In a graph of the number of galaxy pairs by separation distance, that "magic number" of 500 million light years shows up as a peak, so astronomers often speak of the "peak separation" between galaxies. The distance that corresponds to this peak depends on the amount of dark energy in the universe. But measuring the peak separation between galaxies depends critically on having the right distances to the galaxies in the first place. That's where BOSS comes in.
"Galaxies are distributed along that frozen wave pattern, so by looking at these patterns expanding over time, we are measuring how the universe is expanding. This pattern is used as a standard ruler, a cosmic yardstick so to speak," explained Fan. "The measurements allow us to get a more precise idea of what the expansion rate is and we get a better idea of relativity. These results enable physicists to test their theories on general relativity and dark energy."
"The signal is very subtle, and and requires a great many of galaxy measurements," said Skibba, an expert on galaxy evolution. "To do this, you have to really understand how galaxies evolve, and much of that work has been done here at the UA."
In addition to providing highly accurate distance measurements, the BOSS data also enable a stringent new test of General Relativity, explained Beth Reid, a NASA Hubble Fellow at Lawrence Berkeley National Laboratory.
"Since gravity attracts, galaxies at the edges of galaxy clusters fall in toward the centers of the clusters," she said. "General relativity predicts just how fast they should be falling. If our understanding of general relativity is incomplete, we should be able to tell from the shapes we see in BOSS's maps near known galaxy clusters."
Reid led the analysis of these "redshift space distortions" in BOSS. After accounting for the effects of dark energy, Reid's team found that the rate at which galaxies fall into clusters is consistent with Einstein's predictions.
"We already knew that the predictions of general relativity are extremely accurate for distances within the solar system," said Reid, "and now we can say that they are accurate for distances of 100 million light years.
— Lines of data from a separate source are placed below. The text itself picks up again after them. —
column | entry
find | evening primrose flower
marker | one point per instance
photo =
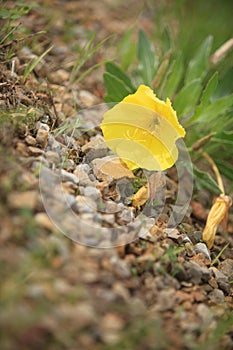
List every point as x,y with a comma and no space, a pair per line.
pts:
142,131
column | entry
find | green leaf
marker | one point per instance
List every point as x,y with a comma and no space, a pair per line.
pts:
147,58
209,90
187,97
118,73
197,67
224,137
115,87
166,39
174,76
127,50
225,169
206,95
205,181
215,109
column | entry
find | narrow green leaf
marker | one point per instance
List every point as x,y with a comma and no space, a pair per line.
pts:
197,67
127,50
147,58
225,169
209,90
205,181
187,97
166,39
215,109
117,72
115,87
224,137
206,95
174,78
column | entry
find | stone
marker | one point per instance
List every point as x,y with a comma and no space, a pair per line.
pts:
94,142
195,236
52,157
109,218
85,205
125,216
35,151
30,140
99,151
42,126
226,267
197,274
23,199
172,233
66,176
202,248
110,168
43,220
22,149
92,192
87,99
42,137
83,178
166,300
216,296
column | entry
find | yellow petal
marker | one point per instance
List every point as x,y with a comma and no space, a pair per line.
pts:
143,130
145,96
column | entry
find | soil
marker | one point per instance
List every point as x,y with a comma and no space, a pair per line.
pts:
162,290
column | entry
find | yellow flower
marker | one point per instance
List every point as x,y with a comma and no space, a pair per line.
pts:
143,130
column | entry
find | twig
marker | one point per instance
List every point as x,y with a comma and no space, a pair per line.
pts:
15,41
53,105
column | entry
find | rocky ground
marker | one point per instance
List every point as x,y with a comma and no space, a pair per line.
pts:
130,282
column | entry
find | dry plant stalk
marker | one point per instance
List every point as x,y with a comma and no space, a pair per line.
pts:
216,215
219,211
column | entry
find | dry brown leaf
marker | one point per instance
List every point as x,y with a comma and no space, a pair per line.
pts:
140,197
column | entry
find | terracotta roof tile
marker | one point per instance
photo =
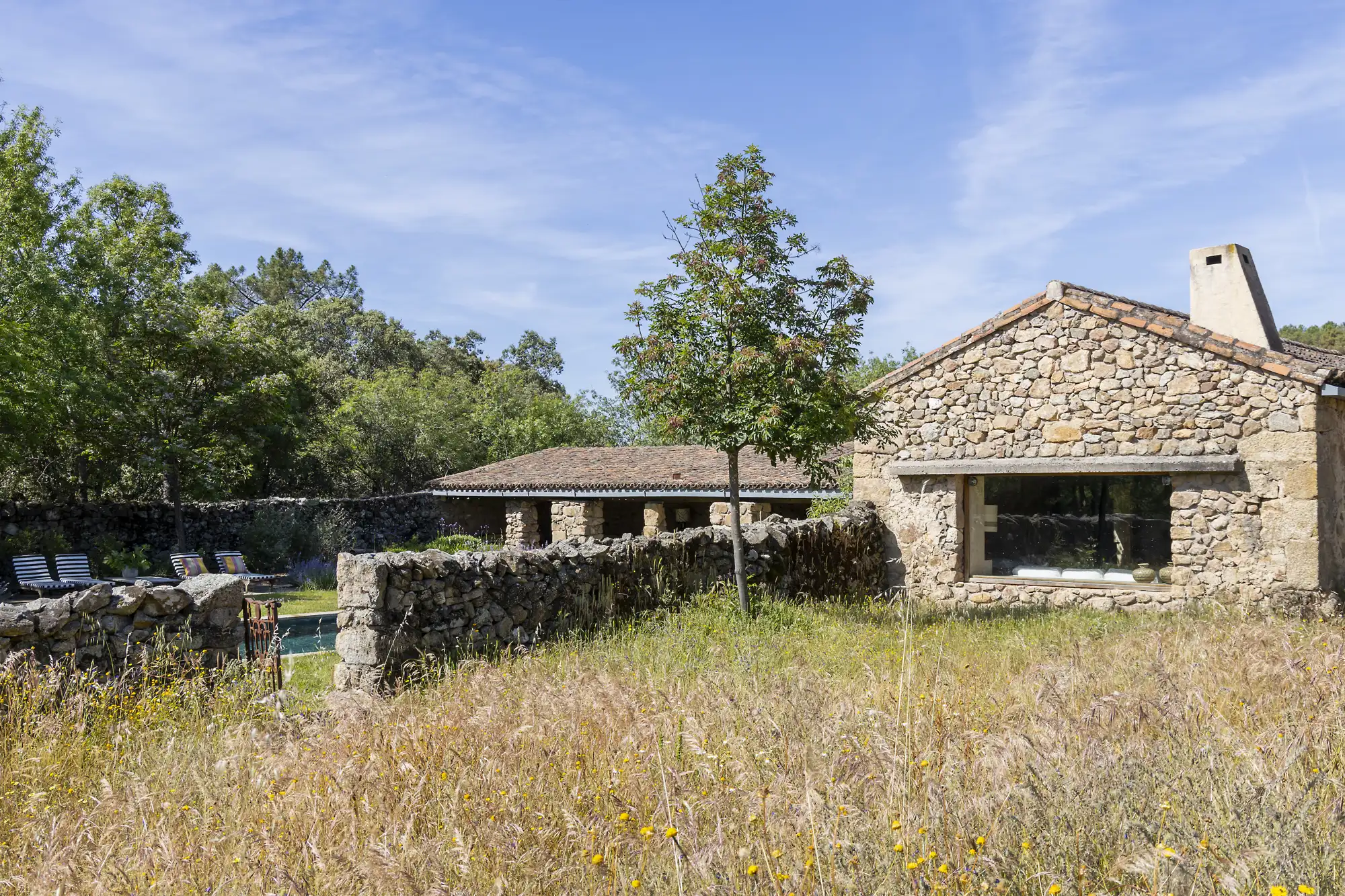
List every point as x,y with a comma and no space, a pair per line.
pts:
637,467
1307,364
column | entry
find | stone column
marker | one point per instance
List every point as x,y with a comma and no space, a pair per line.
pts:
576,520
521,524
656,518
750,512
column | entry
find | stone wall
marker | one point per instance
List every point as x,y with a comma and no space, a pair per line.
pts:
219,526
576,520
1331,489
748,512
106,626
1069,384
521,528
396,607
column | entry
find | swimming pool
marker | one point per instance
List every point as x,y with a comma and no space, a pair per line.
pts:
307,633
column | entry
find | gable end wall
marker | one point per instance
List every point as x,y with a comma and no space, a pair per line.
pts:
1065,382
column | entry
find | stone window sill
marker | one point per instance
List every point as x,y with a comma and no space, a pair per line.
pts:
1067,583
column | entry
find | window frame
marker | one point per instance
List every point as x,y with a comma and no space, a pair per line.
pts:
974,532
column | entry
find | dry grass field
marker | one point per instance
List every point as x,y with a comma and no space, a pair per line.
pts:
813,749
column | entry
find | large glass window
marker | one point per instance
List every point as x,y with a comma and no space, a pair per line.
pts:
1083,528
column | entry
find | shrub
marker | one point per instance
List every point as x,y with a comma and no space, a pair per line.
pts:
824,506
449,544
268,540
34,541
336,532
314,575
278,536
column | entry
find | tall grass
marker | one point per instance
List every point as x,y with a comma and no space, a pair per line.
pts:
810,749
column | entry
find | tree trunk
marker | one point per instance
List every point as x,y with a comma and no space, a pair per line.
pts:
740,573
176,497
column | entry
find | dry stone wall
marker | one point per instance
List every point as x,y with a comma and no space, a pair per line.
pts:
106,626
220,526
396,607
1065,382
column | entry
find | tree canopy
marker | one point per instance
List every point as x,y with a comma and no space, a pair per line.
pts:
135,373
1328,335
738,349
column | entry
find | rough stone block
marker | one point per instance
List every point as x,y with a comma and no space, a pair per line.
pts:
1303,563
213,591
1301,482
92,599
15,622
1062,432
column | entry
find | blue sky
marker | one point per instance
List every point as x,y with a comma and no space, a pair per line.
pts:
506,166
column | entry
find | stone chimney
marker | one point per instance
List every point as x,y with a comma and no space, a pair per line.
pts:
1227,296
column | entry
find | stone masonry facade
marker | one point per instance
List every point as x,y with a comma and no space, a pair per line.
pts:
1081,377
397,607
576,520
521,524
748,512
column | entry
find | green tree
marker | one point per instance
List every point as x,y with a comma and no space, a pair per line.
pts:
284,280
739,350
1328,335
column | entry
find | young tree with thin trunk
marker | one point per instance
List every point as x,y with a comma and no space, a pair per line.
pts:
736,350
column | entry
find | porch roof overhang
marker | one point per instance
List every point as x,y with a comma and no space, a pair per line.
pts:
1063,466
640,494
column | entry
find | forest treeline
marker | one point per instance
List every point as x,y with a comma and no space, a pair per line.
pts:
132,372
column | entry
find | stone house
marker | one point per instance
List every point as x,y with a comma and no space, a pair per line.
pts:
1083,448
595,493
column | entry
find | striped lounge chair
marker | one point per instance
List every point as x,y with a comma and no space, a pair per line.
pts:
76,568
233,564
189,565
34,573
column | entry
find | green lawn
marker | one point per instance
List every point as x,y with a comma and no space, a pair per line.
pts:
307,602
310,674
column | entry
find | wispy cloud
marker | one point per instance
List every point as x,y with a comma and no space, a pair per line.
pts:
346,126
1066,140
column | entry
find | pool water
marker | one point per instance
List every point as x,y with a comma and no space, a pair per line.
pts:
307,633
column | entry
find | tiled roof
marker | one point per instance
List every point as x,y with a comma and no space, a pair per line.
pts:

We're looking a billion times further away than Einstein looked when he tested his theory, but it still seems to work."
What's amazing about these results – six papers covering the measurements of cosmic distance and the role of gravity in galaxy clustering – is that they all come together to tell the same story.
"All the different lines of evidence point to the same explanation," said Ariel Sanchez, a research scientist at the Max Planck Institute for Extraterrestrial Physics in Garching, Germany, and lead author on one of the papers. "Ordinary matter is only a few percent of the universe. The largest component of the universe is dark energy – an irreducible energy associated with space itself that is causing the expansion of the universe to accelerate."
But this is just the beginning, said BOSS principal investigator Schlegel. "For the past 13 years, we've had a simple model of how dark energy works. But the truth is, we only have a little bit of data, and we're just beginning to explore the times when dark energy turned on. If there are surprises lurking out there, we expect to find them."
Funding for SDSS-III has been provided by the Alfred P. Sloan Foundation, the participating Institutions, the National Science Foundation and the U.S. Department of Energy Office of Science.